I have to confess that I'm fascinated by troubled flights because they hammer home the true meaning of engineering. We aren't talking desktop PCs here. Airframes, engines and avionics are the real deal. Human lives are at stake, so bugs and flaccid design techniques must be eschewed at all costs.

Which brings us to Ada, the Rodney Dangerfield of computer-programming languages. Originally pressed into service in the late 1970s by the U.S. Department of Defense, Ada gets no respect because it's seen as a remnant of bloated military engineering practices.

In reality, Ada aids reliability by enforcing compile-time consistency checks. As Ada advocate Tucker Taft, chief scientist at Intermetrics Inc., explains it, "Ada provides a rich set of range checks and overflow checks, which help catch more bugs earlier in the life cycle, where they are easier and less costly to fix and certainly less threatening.

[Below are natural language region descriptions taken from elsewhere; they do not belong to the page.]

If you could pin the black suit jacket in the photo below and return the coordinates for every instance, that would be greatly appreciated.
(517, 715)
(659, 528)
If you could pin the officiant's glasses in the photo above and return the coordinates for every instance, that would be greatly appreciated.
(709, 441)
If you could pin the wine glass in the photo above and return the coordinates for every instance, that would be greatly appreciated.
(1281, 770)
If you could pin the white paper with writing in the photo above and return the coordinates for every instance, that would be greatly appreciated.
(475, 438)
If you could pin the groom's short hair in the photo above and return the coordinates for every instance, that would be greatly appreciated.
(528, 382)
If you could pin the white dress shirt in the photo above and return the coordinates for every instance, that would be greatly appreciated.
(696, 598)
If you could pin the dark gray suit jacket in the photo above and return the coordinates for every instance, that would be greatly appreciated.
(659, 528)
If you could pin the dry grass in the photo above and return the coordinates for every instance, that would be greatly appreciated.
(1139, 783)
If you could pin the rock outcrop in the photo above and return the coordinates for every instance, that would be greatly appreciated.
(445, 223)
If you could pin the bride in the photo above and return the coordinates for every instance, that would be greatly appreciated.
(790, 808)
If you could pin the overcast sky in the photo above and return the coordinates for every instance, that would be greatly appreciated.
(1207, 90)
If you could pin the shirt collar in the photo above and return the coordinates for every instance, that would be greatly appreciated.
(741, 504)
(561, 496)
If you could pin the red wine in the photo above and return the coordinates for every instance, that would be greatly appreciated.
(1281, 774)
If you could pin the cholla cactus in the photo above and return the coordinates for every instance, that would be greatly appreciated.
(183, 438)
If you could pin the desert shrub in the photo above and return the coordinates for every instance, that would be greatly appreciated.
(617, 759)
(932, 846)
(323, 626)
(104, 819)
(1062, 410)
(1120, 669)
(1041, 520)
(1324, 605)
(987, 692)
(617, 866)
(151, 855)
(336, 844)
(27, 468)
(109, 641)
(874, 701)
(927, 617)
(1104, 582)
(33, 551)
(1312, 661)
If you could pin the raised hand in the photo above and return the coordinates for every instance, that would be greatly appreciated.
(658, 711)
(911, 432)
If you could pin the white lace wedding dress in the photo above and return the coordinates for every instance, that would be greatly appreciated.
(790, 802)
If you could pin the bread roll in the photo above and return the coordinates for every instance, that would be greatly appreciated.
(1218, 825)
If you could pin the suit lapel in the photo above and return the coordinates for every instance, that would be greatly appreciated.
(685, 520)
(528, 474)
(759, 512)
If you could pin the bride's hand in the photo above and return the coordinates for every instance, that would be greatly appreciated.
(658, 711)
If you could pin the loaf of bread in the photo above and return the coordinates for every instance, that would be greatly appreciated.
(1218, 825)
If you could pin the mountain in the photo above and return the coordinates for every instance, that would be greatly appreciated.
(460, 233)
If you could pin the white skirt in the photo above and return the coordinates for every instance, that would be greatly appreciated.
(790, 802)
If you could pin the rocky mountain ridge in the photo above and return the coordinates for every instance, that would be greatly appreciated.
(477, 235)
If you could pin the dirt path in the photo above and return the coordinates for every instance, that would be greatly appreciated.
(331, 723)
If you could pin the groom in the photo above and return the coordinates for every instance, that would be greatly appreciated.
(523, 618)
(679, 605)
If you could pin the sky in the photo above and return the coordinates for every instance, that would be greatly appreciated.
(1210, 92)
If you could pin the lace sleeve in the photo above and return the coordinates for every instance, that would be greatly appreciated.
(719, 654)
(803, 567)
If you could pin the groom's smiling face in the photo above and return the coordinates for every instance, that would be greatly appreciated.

"The effect is that Ada projects reach the desired quality level faster than those written in [other] languages," Taft added.

Those are some of the reasons Ada is making a name for itself in safety-critical, real-time development. It's why Boeing used Ada for the avionics in its new, "fly-by-wire" 777.

As we move into an era that will be increasingly dominated by such electronically controlled aircraft, we should all think about applying Ada.

Small comfort though it may be, everyone who ever steps onto an airplane should have the confidence that if they're brought down, it's not going to be by the software.